Review the rest of the permissions and then click Next and then Finish to apply the changes.

6. Follow steps one through four for the other Domain Local Groups. Modify the selections in step five to reflect the correct settings in the matrix we used earlier for each access role.

Review and Edit Permissions using the ACL Editor

1. Right click on the User OU again and select Properties. Next, select the Security tab and then the Advanced button to bring up the Advanced Security Settings window.

2. Highlight the entry for the DLG_Create_Modify_Delete_Users Domain Local Group that has Special underneath the Permissions column and select Edit.
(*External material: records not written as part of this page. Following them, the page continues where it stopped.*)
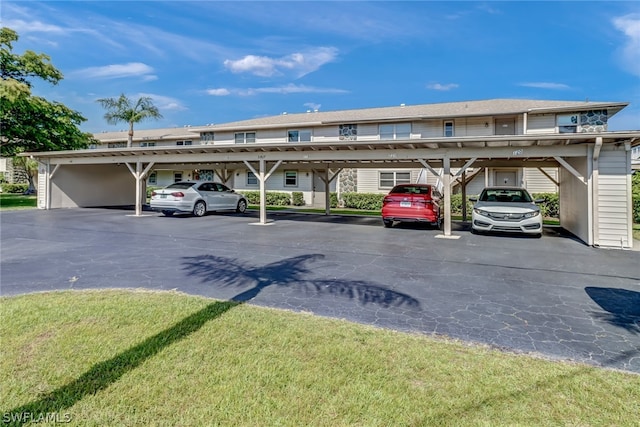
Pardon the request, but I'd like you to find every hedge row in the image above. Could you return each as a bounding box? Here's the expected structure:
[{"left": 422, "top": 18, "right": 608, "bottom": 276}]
[
  {"left": 242, "top": 191, "right": 291, "bottom": 206},
  {"left": 342, "top": 193, "right": 386, "bottom": 211}
]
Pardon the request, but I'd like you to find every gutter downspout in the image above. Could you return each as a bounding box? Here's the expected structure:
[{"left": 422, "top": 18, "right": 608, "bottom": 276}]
[{"left": 591, "top": 136, "right": 602, "bottom": 246}]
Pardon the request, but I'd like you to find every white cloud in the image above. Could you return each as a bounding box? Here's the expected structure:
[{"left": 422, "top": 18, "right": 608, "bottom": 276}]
[
  {"left": 519, "top": 82, "right": 570, "bottom": 90},
  {"left": 2, "top": 19, "right": 65, "bottom": 35},
  {"left": 135, "top": 93, "right": 188, "bottom": 111},
  {"left": 240, "top": 84, "right": 348, "bottom": 95},
  {"left": 613, "top": 13, "right": 640, "bottom": 76},
  {"left": 427, "top": 83, "right": 459, "bottom": 92},
  {"left": 224, "top": 47, "right": 338, "bottom": 77},
  {"left": 72, "top": 62, "right": 157, "bottom": 81},
  {"left": 207, "top": 88, "right": 231, "bottom": 96},
  {"left": 304, "top": 102, "right": 322, "bottom": 111}
]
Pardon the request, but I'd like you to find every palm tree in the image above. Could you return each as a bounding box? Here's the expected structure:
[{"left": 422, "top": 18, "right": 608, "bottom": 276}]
[{"left": 98, "top": 93, "right": 162, "bottom": 147}]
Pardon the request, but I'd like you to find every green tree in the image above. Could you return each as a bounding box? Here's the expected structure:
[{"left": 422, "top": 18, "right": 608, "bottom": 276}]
[
  {"left": 98, "top": 93, "right": 162, "bottom": 147},
  {"left": 12, "top": 156, "right": 38, "bottom": 194},
  {"left": 0, "top": 27, "right": 94, "bottom": 157}
]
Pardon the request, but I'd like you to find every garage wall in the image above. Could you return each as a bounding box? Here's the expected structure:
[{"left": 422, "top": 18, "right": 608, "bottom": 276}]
[
  {"left": 595, "top": 147, "right": 633, "bottom": 248},
  {"left": 51, "top": 164, "right": 136, "bottom": 209},
  {"left": 559, "top": 156, "right": 593, "bottom": 245},
  {"left": 523, "top": 168, "right": 558, "bottom": 193}
]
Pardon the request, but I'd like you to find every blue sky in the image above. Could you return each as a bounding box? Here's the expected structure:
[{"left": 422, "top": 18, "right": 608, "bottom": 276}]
[{"left": 0, "top": 0, "right": 640, "bottom": 132}]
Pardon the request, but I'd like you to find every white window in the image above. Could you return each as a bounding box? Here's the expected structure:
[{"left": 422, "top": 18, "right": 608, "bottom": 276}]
[
  {"left": 284, "top": 171, "right": 298, "bottom": 187},
  {"left": 235, "top": 132, "right": 256, "bottom": 144},
  {"left": 444, "top": 120, "right": 455, "bottom": 138},
  {"left": 287, "top": 129, "right": 311, "bottom": 142},
  {"left": 556, "top": 114, "right": 579, "bottom": 133},
  {"left": 378, "top": 123, "right": 411, "bottom": 139},
  {"left": 200, "top": 132, "right": 213, "bottom": 142},
  {"left": 247, "top": 171, "right": 258, "bottom": 185},
  {"left": 339, "top": 124, "right": 358, "bottom": 141},
  {"left": 379, "top": 171, "right": 411, "bottom": 188}
]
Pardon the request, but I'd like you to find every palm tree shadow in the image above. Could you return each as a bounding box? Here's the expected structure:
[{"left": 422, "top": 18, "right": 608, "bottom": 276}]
[
  {"left": 585, "top": 286, "right": 640, "bottom": 334},
  {"left": 3, "top": 255, "right": 418, "bottom": 426},
  {"left": 3, "top": 301, "right": 239, "bottom": 426},
  {"left": 183, "top": 254, "right": 420, "bottom": 307}
]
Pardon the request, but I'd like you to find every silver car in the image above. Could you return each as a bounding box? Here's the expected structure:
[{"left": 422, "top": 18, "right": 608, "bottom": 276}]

In the editor we can view the currently selected Permissions as well as make modifications to the settings.

3. Modify the existing ACL permissions that were created by the Delegation Wizard as needed.

Configure Auditing

In order to track changes made to an object in AD, we must enable Auditing on that object and then specify the ACE (a user or group object) that will be audited as well as what parameters we are going to audit.

1. From the Advanced Security Settings window select the Auditing tab.

2. Select the Add button and add the DLG_Create_Modify_Delete_Users Domain Local Group. Click OK.

3. This brings up the Auditing Entry window in which we will define the level of auditing we want to perform for the DLG_Create_Modify_Delete_Users Domain Local Group on User objects in the Users OU. In the following example, we have selected to audit whenever a member of this group deletes a user object from this OU.

4. Repeat these steps for each additional Domain Local Group on each object that needs to be audited.

Final Steps

To bring it all together we will now nest the Global Groups into the appropriate Domain Local Groups. Using the Jr. SysAdmin role as an example we would place the GG_Jr_SysAdmin Global Group into the DLG_Modify_Users, DLG_Create_Modify_Computers, and DLG_Modify_Groups Domain Local Groups.